SOUTH KOREA: A campaigner from South Korea has recently announced that he is planning to drop the DVD’s of Sony’s The Interview towards North Korea in which the assassination attempt of Dictator Kim Jong-un has been showed, which has increased tensions between North Korea and US as it can put North Korea’s leadership in danger if released once.
The comedy depicting an assassination attempt on Kim has heightened tensions between North Korea and the U.S., with Washington blaming Pyongyang for crippling hacking attacks on Sony Entertainment. Pyongyang denies that and has vowed to retaliate.
Activist Park Sang-hak said he will start dropping 100,000 DVDs and USBs with the movie by balloon in North Korea as early as late January. Park, a North Korean defector, said he’s partnering with the U.S.-based non-profit Human Rights Foundation, which is financing the making of the DVDs and USB memory sticks of the movie with Korean subtitles.
Park said foundation officials plan to visit South Korea around Jan. 20 to hand over the DVDs and USBs, and that he and the officials will then try to float the first batch of the balloons if weather conditions allow.
“North Korea’s absolute leadership will crumble if the idolization of leader Kim breaks down,” Park said by telephone.
If carried out, the move was expected to enrage North Korea, which expressed anger over the movie. In October, the country opened fire at giant balloons carrying anti-Pyongyang propaganda leaflets floated across the border by South Korean activists, triggering an exchange of gunfire with South Korean troops.
But it is not clear how effective the plan will be, as only a small number of ordinary North Korean citizens are believed to own computers or DVD players. Many North Koreans would not probably risk watching the movie as they know they would get into trouble if caught. Owning a computer requires permission from the government and costs as much as three months’ salary for the average worker, according to South Korean analysts.
Not everyone supports sending balloons into the North, with liberals and border town residents in South Korea urging the activists to stop.
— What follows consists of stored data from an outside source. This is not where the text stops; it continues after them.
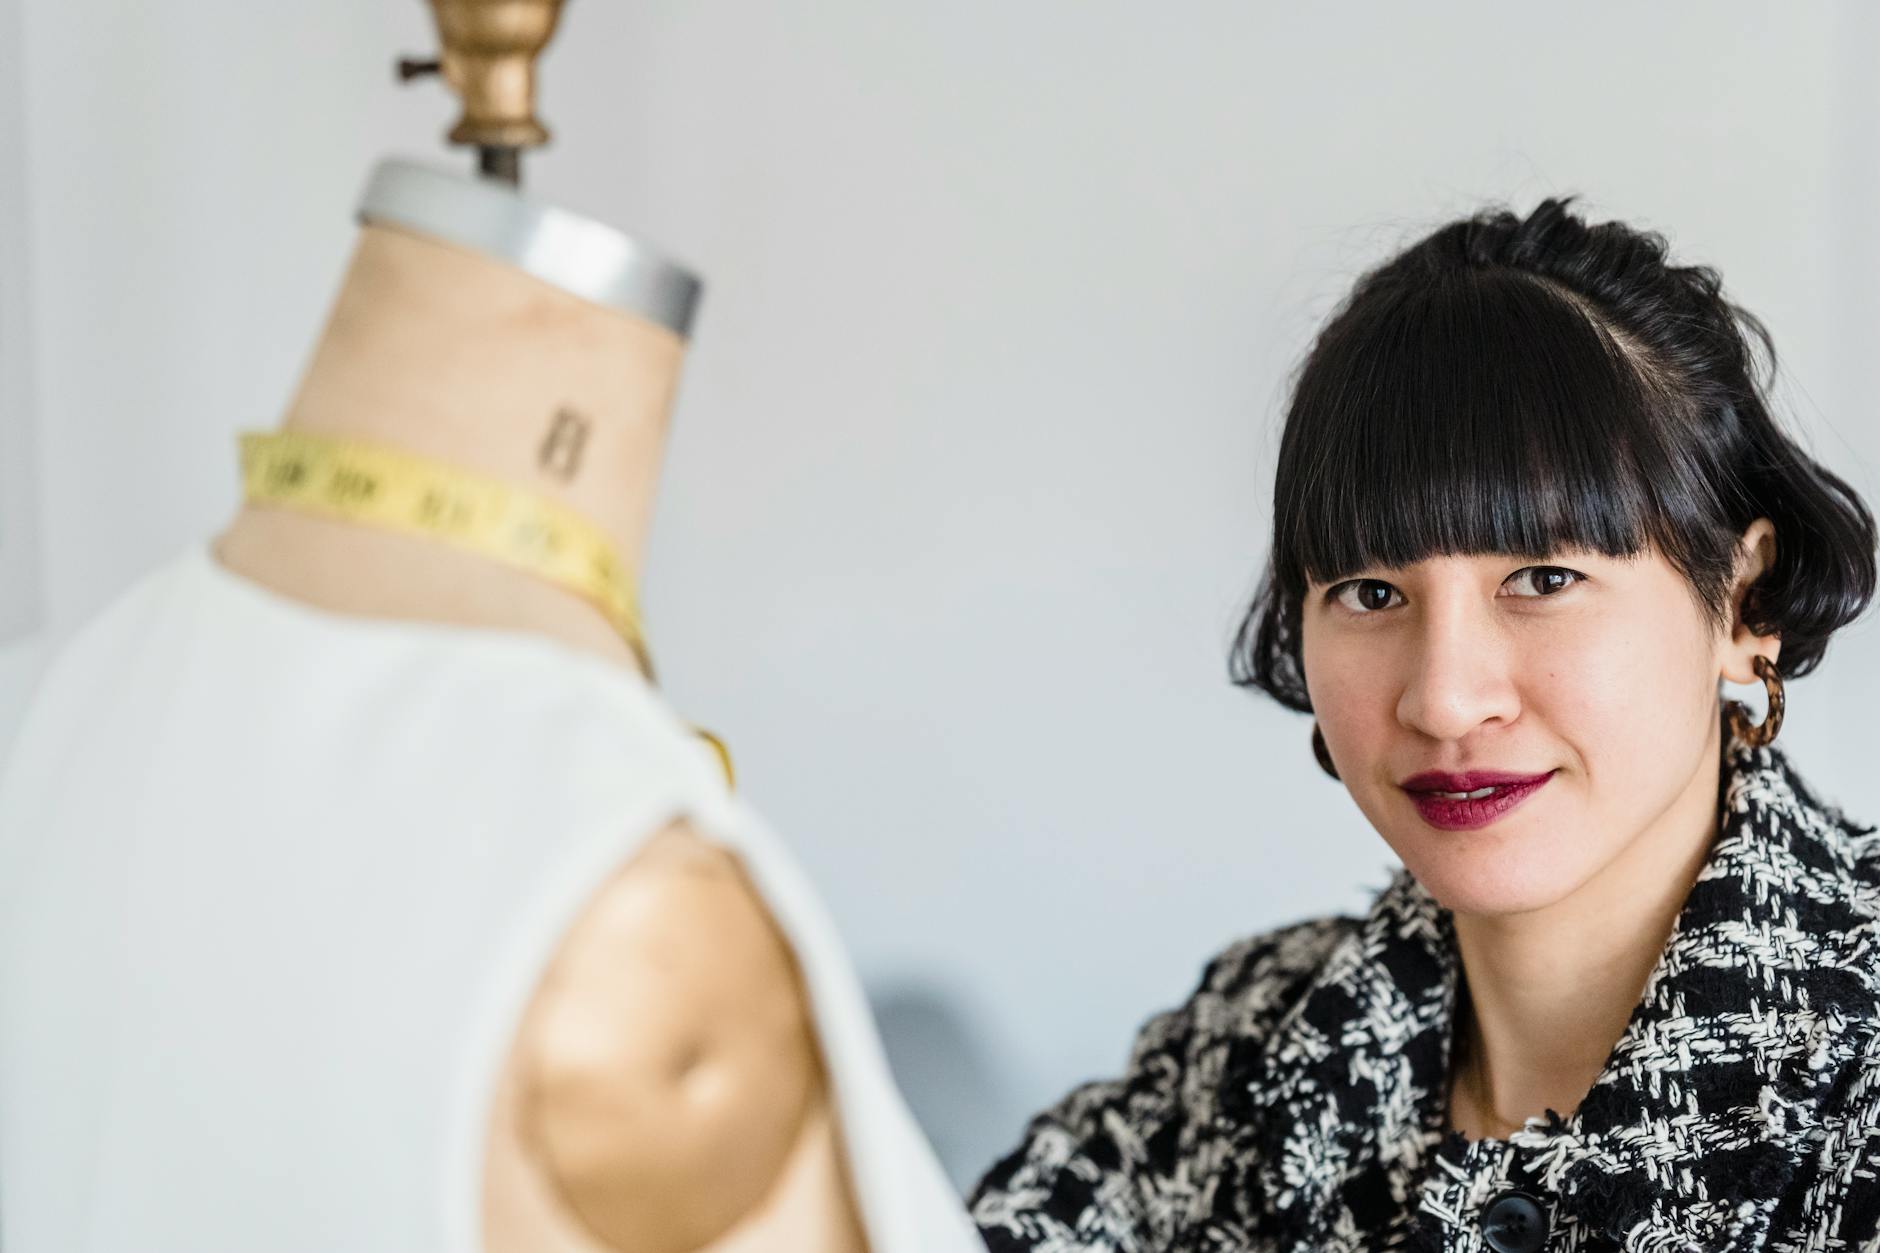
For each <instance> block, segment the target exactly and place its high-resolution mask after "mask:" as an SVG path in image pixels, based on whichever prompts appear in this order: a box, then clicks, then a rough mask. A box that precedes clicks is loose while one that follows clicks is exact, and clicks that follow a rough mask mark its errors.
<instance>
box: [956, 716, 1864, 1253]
mask: <svg viewBox="0 0 1880 1253" xmlns="http://www.w3.org/2000/svg"><path fill="white" fill-rule="evenodd" d="M1722 768H1724V773H1722V796H1724V824H1722V830H1720V833H1718V837H1716V841H1715V843H1713V847H1711V852H1709V856H1707V862H1705V867H1703V871H1701V873H1700V877H1698V882H1696V886H1694V888H1692V890H1690V894H1688V897H1686V901H1684V907H1683V911H1681V914H1679V918H1677V926H1675V929H1673V933H1671V937H1669V941H1668V943H1666V948H1664V952H1662V954H1660V958H1658V963H1656V967H1654V969H1653V973H1651V976H1649V980H1647V986H1645V991H1643V997H1641V999H1639V1003H1637V1007H1636V1008H1634V1010H1632V1018H1630V1022H1628V1025H1626V1029H1624V1035H1622V1037H1621V1040H1619V1044H1617V1048H1615V1050H1613V1052H1611V1057H1609V1059H1607V1063H1606V1069H1604V1071H1602V1072H1600V1076H1598V1080H1596V1082H1594V1086H1592V1089H1590V1091H1589V1093H1587V1097H1585V1101H1581V1104H1579V1108H1577V1110H1574V1114H1572V1118H1564V1119H1562V1118H1560V1116H1559V1114H1557V1112H1553V1110H1547V1114H1545V1116H1540V1118H1530V1119H1528V1123H1527V1127H1523V1129H1521V1131H1517V1133H1512V1134H1510V1136H1508V1138H1506V1140H1465V1138H1463V1136H1461V1134H1459V1133H1446V1131H1444V1114H1446V1099H1448V1061H1449V1040H1451V1012H1453V1007H1455V990H1457V976H1459V971H1461V963H1459V958H1457V950H1455V929H1453V916H1451V914H1449V911H1446V909H1442V907H1440V905H1436V901H1434V897H1431V896H1429V894H1427V892H1425V890H1423V888H1421V886H1419V884H1418V882H1416V879H1412V877H1410V875H1408V871H1397V875H1395V877H1393V880H1391V882H1389V886H1386V888H1384V890H1382V892H1380V894H1378V897H1376V901H1374V905H1372V907H1371V911H1369V914H1365V916H1363V918H1354V916H1331V918H1316V920H1310V922H1299V924H1293V926H1286V928H1280V929H1275V931H1267V933H1263V935H1256V937H1250V939H1245V941H1241V943H1237V944H1233V946H1230V948H1228V950H1226V952H1222V954H1218V956H1216V958H1214V960H1213V961H1211V963H1209V965H1207V971H1205V975H1203V978H1201V984H1199V988H1198V990H1196V991H1194V995H1192V997H1190V999H1188V1001H1186V1003H1184V1005H1181V1007H1179V1008H1173V1010H1167V1012H1162V1014H1156V1016H1154V1018H1151V1020H1149V1022H1147V1023H1145V1025H1143V1029H1141V1033H1139V1037H1137V1039H1136V1044H1134V1048H1132V1054H1130V1061H1128V1067H1126V1071H1124V1074H1122V1076H1119V1078H1115V1080H1104V1082H1090V1084H1085V1086H1081V1087H1077V1089H1073V1091H1072V1093H1068V1095H1066V1097H1064V1099H1062V1101H1058V1102H1057V1104H1055V1106H1051V1108H1049V1110H1045V1112H1043V1114H1040V1116H1036V1118H1034V1119H1032V1121H1030V1125H1028V1129H1026V1133H1025V1138H1023V1142H1021V1144H1019V1146H1017V1148H1015V1150H1013V1151H1011V1153H1010V1155H1008V1157H1004V1159H1000V1161H998V1163H996V1165H993V1168H991V1170H989V1172H987V1174H985V1178H983V1180H981V1182H979V1183H978V1187H976V1189H974V1191H972V1197H970V1204H972V1213H974V1219H976V1221H978V1225H979V1230H981V1234H983V1236H985V1240H987V1245H989V1247H991V1249H993V1253H1008V1251H1019V1249H1026V1251H1036V1253H1083V1251H1098V1249H1104V1251H1117V1253H1162V1251H1181V1253H1230V1251H1231V1253H1295V1251H1299V1253H1305V1251H1350V1253H1359V1251H1363V1253H1376V1251H1391V1249H1421V1251H1438V1249H1440V1251H1446V1253H1481V1251H1489V1249H1495V1247H1496V1244H1493V1242H1491V1236H1489V1227H1491V1225H1493V1223H1495V1221H1504V1219H1508V1217H1510V1213H1512V1212H1510V1210H1508V1206H1506V1197H1508V1195H1510V1193H1519V1195H1527V1197H1528V1198H1532V1200H1534V1202H1536V1208H1534V1210H1532V1212H1525V1213H1527V1217H1528V1219H1532V1217H1536V1215H1540V1217H1543V1219H1545V1230H1542V1232H1540V1244H1534V1245H1532V1247H1540V1249H1547V1251H1549V1253H1594V1251H1598V1253H1607V1251H1617V1249H1624V1251H1628V1253H1745V1251H1748V1249H1771V1251H1775V1249H1782V1251H1795V1253H1803V1251H1846V1253H1880V1044H1876V1039H1880V837H1876V835H1874V828H1872V826H1861V824H1856V822H1852V820H1848V818H1846V817H1844V815H1842V813H1841V811H1839V809H1837V807H1833V805H1831V803H1827V801H1824V800H1820V798H1816V796H1814V794H1812V792H1810V788H1809V785H1807V783H1803V779H1801V777H1799V775H1797V773H1795V769H1794V768H1792V764H1790V762H1788V760H1786V756H1784V754H1782V751H1780V749H1778V747H1777V745H1767V747H1763V749H1750V747H1747V745H1743V743H1739V741H1733V739H1730V738H1728V734H1726V739H1724V747H1722ZM1496 1202H1502V1210H1500V1212H1496V1213H1495V1215H1493V1221H1491V1213H1489V1210H1491V1208H1493V1206H1496ZM1502 1230H1506V1232H1508V1238H1512V1240H1515V1238H1519V1236H1517V1234H1515V1232H1513V1229H1506V1227H1504V1229H1502ZM1495 1240H1500V1234H1496V1236H1495ZM1504 1245H1506V1242H1504Z"/></svg>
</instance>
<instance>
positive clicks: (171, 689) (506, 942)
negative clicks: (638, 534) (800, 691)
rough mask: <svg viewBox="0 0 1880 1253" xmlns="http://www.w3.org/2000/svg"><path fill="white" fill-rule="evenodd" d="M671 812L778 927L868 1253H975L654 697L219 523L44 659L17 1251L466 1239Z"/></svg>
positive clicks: (843, 999) (819, 949) (567, 658)
mask: <svg viewBox="0 0 1880 1253" xmlns="http://www.w3.org/2000/svg"><path fill="white" fill-rule="evenodd" d="M679 815H688V817H690V818H692V820H694V824H696V826H697V830H701V832H703V833H705V835H707V837H711V839H714V841H718V843H722V845H726V847H728V849H731V850H735V852H737V854H739V856H741V858H743V864H744V867H746V869H748V873H750V877H752V880H754V884H756V886H758V890H760V894H761V896H763V899H765V901H767V903H769V907H771V911H773V914H775V918H776V922H778V926H780V928H782V931H784V935H786V937H788V939H790V941H791V944H793V948H795V954H797V960H799V965H801V969H803V976H805V982H807V988H808V993H810V1003H812V1016H814V1022H816V1027H818V1037H820V1040H822V1048H823V1055H825V1059H827V1071H829V1080H831V1091H833V1101H835V1110H837V1118H838V1125H840V1140H842V1146H844V1151H846V1161H848V1166H850V1174H852V1180H854V1185H855V1195H857V1204H859V1206H861V1215H863V1223H865V1229H867V1234H869V1240H870V1247H872V1251H874V1253H942V1251H946V1253H951V1251H981V1249H983V1244H981V1240H979V1236H978V1234H976V1230H974V1227H972V1225H970V1221H968V1217H966V1210H964V1204H963V1200H961V1198H959V1195H957V1193H955V1189H953V1185H951V1183H949V1180H948V1178H946V1174H944V1172H942V1168H940V1165H938V1161H936V1159H934V1157H932V1151H931V1148H929V1146H927V1140H925V1138H923V1134H921V1133H919V1129H917V1127H916V1123H914V1119H912V1116H910V1112H908V1108H906V1104H904V1101H902V1097H901V1093H899V1091H897V1087H895V1084H893V1078H891V1074H889V1071H887V1063H885V1057H884V1054H882V1046H880V1039H878V1037H876V1029H874V1020H872V1016H870V1012H869V1007H867V1001H865V999H863V991H861V984H859V980H857V976H855V973H854V967H852V965H850V960H848V956H846V952H844V948H842V944H840V939H838V935H837V931H835V926H833V922H831V920H829V916H827V912H825V911H823V907H822V905H820V901H818V897H816V894H814V890H812V886H810V882H808V880H807V879H805V875H803V873H801V869H799V867H797V864H795V860H793V858H791V856H790V852H788V849H786V847H784V843H782V841H780V839H778V837H776V833H775V832H773V830H771V828H769V826H767V824H765V822H763V820H761V817H760V815H756V813H754V811H752V809H750V807H748V805H746V803H744V801H743V800H741V798H737V796H733V794H731V792H729V790H728V788H726V785H724V775H722V771H720V766H718V760H716V754H714V753H713V751H711V749H709V747H707V745H705V743H701V741H699V739H697V738H696V736H694V734H692V732H690V728H688V726H686V724H684V721H681V719H679V717H677V715H675V711H673V709H671V707H669V706H667V704H666V700H664V696H662V694H660V692H658V690H656V689H652V687H650V685H647V683H645V681H643V679H641V675H639V674H635V672H632V670H626V668H622V666H619V664H613V662H609V660H605V658H600V657H592V655H587V653H581V651H577V649H573V647H568V645H562V643H560V642H555V640H549V638H543V636H532V634H525V632H511V630H496V628H478V627H455V625H442V623H410V621H391V619H365V617H353V615H342V613H333V611H325V610H320V608H314V606H308V604H303V602H297V600H290V598H286V596H282V595H276V593H274V591H271V589H267V587H263V585H259V583H254V581H248V579H244V578H241V576H237V574H235V572H231V570H227V568H224V566H222V564H220V563H218V561H216V559H214V555H212V553H211V547H209V544H207V542H203V544H197V546H192V547H188V549H186V551H182V553H180V555H179V557H177V559H175V561H171V563H167V564H164V566H162V568H158V570H154V572H150V574H147V576H145V578H143V579H139V581H137V583H135V585H133V587H132V589H128V591H126V593H124V595H122V596H120V598H118V600H117V602H113V604H111V606H109V608H107V610H105V611H103V613H102V615H98V617H96V619H94V621H92V623H88V625H86V627H85V628H83V630H81V632H79V634H77V636H75V638H73V640H71V642H70V643H68V645H66V647H64V649H60V651H58V655H56V657H55V660H53V664H51V668H49V670H47V672H45V675H43V677H41V681H39V689H38V692H36V696H34V704H32V707H30V711H28V715H26V722H24V726H23V730H21V736H19V741H17V749H15V753H13V758H11V762H9V764H8V769H6V773H4V775H0V1249H6V1253H53V1251H55V1249H56V1251H58V1253H73V1251H81V1253H107V1251H109V1253H145V1251H149V1253H184V1251H186V1253H201V1251H205V1249H243V1251H246V1249H269V1251H271V1253H316V1251H318V1253H331V1251H333V1249H348V1251H350V1253H353V1251H357V1253H370V1251H376V1249H384V1251H387V1253H391V1251H397V1253H432V1251H434V1253H476V1251H478V1249H479V1247H481V1236H479V1197H481V1155H483V1136H485V1125H487V1116H489V1104H491V1095H493V1089H494V1080H496V1076H498V1072H500V1067H502V1061H504V1054H506V1048H508V1044H509V1039H511V1033H513V1027H515V1022H517V1018H519V1016H521V1010H523V1007H525V1005H526V1001H528V997H530V993H532V990H534V986H536V980H538V976H540V973H541V967H543V965H545V963H547V960H549V958H551V954H553V950H555V946H556V943H558V941H560V935H562V931H564V929H566V926H568V924H570V922H572V920H573V916H575V914H577V912H579V909H581V905H583V903H585V901H587V899H588V897H590V894H592V892H594V890H596V888H598V886H600V882H602V880H603V879H605V877H607V875H609V873H611V871H613V869H617V867H619V865H620V864H622V862H624V860H626V858H630V856H632V854H634V850H635V849H637V847H639V845H641V843H643V841H645V839H649V837H650V835H652V833H654V832H658V830H660V828H662V826H664V824H666V822H667V820H669V818H673V817H679Z"/></svg>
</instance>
North Korea has long demanded that South Korea stop the activists, but Seoul refuses, citing freedom of speech.
Park said the ballooning will be done clandestinely, with the pace picking up in March when he expects the wind direction to become more favorable.
The Human Rights Foundation said it was committed to sending 100,000 copies of The Interview as well as other films to North Korea in 2015, according to a statement provided to Gawker.
“As one of the human rights organizations that consider property rights to be a fundamental and key component of a free society, HRF does not engage in nor does it encourage the violation of copyright or intellectual property rights,” the statement reads. “In the specific case of The Interview, we were approached by an executive from the company involved in the electronic distribution of this film and are currently in useful communications to explore the options available to make distributing this film in North Korea a reality.”